3月27日(土)M「7ストーリーズ」青年座劇場

主宰:文化庁 新進芸術家育成公演等事業
作:モーリス・パニッチ、訳:吉原豊司、演出:小林七緒。
舞台はマンションの7階。七つの部屋の窓があり、その窓が舞台の平面になっており、物理的には不可能な人物の立ち振る舞いだが、この危うさが、7人のそれぞれの物語、それを媒介するこのマンションの7階に偶然紛れ込んできた男の話にリアリテイを与える仕組みになっている。この男は7つの物語に律儀につきあうが、その律儀さのために破滅し、そして蘇生する。非常に安定した戯曲で、それを小林がきちんと演出して立派な芝居になった。これまで流山児★事務所の舞台の演出が主で、流山児の有形無形の援護があっただろうが、初めてよその柴田義之らのベテラン俳優相手の演出で、小林は自分の力を発揮できた。めでたい。
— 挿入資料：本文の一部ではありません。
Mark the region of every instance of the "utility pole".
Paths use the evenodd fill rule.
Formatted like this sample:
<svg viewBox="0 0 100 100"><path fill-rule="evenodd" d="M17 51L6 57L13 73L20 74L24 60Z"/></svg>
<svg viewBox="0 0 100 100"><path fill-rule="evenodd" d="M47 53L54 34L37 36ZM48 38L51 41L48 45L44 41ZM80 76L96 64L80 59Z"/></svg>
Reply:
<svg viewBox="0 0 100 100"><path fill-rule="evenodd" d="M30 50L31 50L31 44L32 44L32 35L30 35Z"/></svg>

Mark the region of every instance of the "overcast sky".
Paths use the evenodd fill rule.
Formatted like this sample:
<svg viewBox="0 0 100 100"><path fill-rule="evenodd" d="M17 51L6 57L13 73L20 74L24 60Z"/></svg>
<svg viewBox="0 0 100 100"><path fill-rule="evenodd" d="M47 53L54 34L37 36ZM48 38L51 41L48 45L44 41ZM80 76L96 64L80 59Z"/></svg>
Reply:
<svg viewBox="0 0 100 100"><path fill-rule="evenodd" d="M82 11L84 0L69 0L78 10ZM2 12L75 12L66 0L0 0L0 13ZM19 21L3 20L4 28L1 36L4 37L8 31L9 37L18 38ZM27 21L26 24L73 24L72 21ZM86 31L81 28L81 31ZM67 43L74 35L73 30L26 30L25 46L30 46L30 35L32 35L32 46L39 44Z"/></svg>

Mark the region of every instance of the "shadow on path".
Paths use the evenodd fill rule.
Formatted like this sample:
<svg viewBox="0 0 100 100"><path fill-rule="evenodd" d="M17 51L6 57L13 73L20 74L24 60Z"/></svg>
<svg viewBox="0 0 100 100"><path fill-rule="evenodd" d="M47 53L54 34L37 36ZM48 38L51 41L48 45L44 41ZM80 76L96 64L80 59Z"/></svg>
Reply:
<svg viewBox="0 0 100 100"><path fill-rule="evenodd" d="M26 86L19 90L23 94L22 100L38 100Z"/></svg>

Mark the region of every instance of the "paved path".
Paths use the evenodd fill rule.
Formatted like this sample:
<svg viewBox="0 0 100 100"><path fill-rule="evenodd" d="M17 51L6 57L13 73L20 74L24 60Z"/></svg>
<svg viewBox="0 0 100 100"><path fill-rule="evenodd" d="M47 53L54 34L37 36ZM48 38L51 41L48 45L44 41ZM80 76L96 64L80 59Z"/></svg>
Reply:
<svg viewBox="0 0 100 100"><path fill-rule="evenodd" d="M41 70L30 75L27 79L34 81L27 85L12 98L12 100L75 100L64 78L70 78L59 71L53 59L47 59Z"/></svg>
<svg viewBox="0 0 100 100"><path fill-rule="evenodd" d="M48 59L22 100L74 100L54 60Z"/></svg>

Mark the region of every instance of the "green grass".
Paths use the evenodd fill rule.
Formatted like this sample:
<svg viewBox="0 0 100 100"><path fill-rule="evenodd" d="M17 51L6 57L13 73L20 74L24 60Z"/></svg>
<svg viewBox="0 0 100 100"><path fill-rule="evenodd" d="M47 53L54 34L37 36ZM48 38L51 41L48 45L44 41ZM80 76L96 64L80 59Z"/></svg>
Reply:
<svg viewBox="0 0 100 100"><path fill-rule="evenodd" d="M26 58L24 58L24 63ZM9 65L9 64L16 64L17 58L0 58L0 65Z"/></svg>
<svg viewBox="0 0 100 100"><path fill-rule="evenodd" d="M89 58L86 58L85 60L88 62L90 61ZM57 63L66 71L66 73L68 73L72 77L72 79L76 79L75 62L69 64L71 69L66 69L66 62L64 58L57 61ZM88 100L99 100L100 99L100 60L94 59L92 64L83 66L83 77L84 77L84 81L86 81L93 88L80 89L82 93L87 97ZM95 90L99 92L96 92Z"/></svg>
▼メモ。k園から代々木八幡の青年座劇場へ。小林七緒がロビーで演出家然としていて嬉しかった。終わっておもろへ。カップル、中川君、カツオのたたき。エンゼルスの松井が打った場外ファウルでオーナーのベンツを壊してしまった話、松井は謝っていたが、責任があるのかね、もっともそのあとホームランを打って、オーナーが喜んでいたというが・・。帰宅、晩は自家製のしめ鯖。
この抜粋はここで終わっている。